Senate debates

Tuesday, 14 May 2024

Matters of Public Importance

Budget

4:13 pm

Photo of Dean SmithDean Smith (WA, Liberal Party, Shadow Assistant Minister for Competition, Charities and Treasury) Share this | Hansard source

The test for Labor in tonight's federal budget is a simple one, and it's also a familiar one. Will the budget tonight hurt or help Australian families? Will the budget tonight hurt or help Australian businesses? The harsh reality at the moment is that Australian families and Australian businesses are already reeling under the pain and the hurt of Labor's two previous budgets. These budgets have made Australians poorer and they've made Australia weaker. After a commitment to wage a war on inflation, inflation remains perilously high. After promises to make Australian families better off, families are struggling under the weight of having to find an extra $24,000 a year on an average home loan in order to meet escalating interest rate costs. Families are struggling to keep their heads above water. The data points in the economy make it very clear: things have got worse for Australian families under Labor; they've not got better. But Australian families don't need to look at the data, because they feel it and they see it for themselves when they go to fill up their car with petrol and when they're shopping, walking through the supermarket aisles.

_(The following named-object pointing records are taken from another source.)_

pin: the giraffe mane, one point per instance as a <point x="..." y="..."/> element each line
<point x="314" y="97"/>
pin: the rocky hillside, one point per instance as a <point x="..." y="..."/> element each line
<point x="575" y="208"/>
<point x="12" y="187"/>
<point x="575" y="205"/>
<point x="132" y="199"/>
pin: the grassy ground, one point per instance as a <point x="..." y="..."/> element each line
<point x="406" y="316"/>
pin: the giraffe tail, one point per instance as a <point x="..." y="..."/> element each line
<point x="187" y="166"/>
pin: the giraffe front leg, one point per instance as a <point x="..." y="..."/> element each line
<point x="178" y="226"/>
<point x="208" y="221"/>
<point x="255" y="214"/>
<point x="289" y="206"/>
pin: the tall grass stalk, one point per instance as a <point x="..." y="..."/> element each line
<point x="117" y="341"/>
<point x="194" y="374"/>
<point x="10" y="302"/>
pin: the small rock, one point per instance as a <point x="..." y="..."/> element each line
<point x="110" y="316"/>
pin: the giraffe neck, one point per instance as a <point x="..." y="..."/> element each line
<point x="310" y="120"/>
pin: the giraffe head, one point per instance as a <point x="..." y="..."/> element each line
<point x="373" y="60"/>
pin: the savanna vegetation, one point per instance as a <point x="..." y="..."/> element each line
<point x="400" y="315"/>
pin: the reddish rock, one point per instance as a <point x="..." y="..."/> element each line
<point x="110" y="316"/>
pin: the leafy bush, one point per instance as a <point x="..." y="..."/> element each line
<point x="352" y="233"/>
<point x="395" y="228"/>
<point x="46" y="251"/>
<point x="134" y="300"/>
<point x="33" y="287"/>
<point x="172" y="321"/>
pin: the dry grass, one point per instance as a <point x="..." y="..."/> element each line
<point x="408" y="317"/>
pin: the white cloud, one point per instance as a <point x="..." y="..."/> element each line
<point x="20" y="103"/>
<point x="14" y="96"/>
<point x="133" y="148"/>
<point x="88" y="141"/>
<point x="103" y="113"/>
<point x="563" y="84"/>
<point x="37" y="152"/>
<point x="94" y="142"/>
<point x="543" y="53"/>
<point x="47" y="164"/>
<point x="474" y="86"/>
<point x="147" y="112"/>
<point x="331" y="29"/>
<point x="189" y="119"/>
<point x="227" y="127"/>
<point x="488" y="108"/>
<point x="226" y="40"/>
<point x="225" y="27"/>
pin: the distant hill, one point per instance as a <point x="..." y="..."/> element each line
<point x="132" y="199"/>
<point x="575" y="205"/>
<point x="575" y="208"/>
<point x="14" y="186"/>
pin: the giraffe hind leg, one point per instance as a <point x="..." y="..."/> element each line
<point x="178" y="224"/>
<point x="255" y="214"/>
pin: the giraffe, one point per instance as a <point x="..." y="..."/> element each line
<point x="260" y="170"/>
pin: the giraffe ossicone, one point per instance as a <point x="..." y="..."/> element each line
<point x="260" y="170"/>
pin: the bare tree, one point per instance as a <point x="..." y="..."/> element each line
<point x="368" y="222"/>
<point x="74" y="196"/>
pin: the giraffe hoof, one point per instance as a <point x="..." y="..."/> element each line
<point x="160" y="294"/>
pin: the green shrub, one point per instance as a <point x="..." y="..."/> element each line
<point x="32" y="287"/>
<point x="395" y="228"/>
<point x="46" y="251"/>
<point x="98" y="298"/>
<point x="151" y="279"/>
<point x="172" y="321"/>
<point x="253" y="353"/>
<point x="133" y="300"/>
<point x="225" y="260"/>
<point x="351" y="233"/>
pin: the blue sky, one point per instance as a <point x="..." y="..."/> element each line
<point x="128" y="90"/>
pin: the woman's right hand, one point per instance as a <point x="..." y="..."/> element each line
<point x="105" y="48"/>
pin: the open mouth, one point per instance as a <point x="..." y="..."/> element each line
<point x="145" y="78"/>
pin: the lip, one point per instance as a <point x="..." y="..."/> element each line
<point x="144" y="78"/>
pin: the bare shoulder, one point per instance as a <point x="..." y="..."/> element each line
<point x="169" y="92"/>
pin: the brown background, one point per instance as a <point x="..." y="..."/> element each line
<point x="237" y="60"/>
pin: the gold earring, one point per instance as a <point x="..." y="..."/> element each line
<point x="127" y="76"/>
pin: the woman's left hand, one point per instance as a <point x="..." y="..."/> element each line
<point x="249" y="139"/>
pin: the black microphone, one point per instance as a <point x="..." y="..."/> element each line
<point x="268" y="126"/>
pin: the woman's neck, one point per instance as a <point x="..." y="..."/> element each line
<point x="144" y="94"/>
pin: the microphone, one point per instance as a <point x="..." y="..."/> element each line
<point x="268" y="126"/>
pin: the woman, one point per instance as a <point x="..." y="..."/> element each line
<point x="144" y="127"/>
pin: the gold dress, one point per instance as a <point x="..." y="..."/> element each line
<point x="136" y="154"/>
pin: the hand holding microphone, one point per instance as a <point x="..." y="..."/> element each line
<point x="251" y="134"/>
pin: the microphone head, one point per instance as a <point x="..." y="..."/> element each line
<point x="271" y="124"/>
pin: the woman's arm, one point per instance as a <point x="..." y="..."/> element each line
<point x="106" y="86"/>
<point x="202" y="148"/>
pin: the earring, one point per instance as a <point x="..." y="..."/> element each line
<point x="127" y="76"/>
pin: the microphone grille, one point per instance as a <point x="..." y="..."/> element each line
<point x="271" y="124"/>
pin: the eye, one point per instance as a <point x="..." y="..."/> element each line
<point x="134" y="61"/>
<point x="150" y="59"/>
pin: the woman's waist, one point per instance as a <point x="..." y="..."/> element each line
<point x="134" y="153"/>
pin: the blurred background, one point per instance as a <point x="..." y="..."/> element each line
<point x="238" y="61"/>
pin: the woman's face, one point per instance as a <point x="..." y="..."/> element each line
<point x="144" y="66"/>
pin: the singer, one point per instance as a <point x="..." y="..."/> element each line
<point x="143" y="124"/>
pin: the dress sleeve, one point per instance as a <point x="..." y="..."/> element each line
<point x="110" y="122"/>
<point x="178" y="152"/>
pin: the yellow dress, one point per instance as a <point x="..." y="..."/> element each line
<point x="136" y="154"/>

So when Anthony Albanese says, as he has over the last few days, that this will be a traditional Labor budget, Australian families and Australian businesses should be alert and they should be alarmed, because we know what a traditional Labor budget means. It means higher taxes and it means higher spending. Higher taxes and higher spending budgets are bad for Australian families, and higher spending budgets will do nothing to tame the war that we need to wage on inflation.

Yesterday there emerged a very important matter—indeed, a credibility gap in regard to what the Treasurer, Dr Chalmers, has been saying and what the Reserve Bank has been saying. Yesterday Dr Chalmers said that, under the government's predictions, it expects inflation to return to the RBA range of two to three per cent by the end of this year. The government believes that inflation will fall to 2.75 per cent by December this year. In contrast, the Reserve Bank of Australia is saying that it expects inflation to stay at 3.8 per cent until the end of this year and not fall to three per cent until December next year. This is a serious credibility issue for Dr Chalmers when he stands up in the House of Representatives tonight and presents this Labor government's third budget. Dr Chalmers is not just the Treasurer of this country; Dr Chalmers is now the king of wishful thinking. So tonight, when the Treasurer gets to his feet, he has some very important explaining to do.

We should be very mindful that inflation, which is ruining household incomes, which is ruining household savings and which is making life very difficult for small businesses in our country, will not be mitigated, will not fall, unless the government has the courage to show some constraint—not just some constraint but real, genuine constraint—when it comes to government spending, because the reality now is that inflation is still perilously high, the government is losing the war on inflation and the commentators are telling us that inflation is now home grown, meaning it's the government's responsibility, and it's sticky, meaning it's not going away in a hurry. Labor's third budget, I fear, will hurt Australian families and hurt Australian businesses more.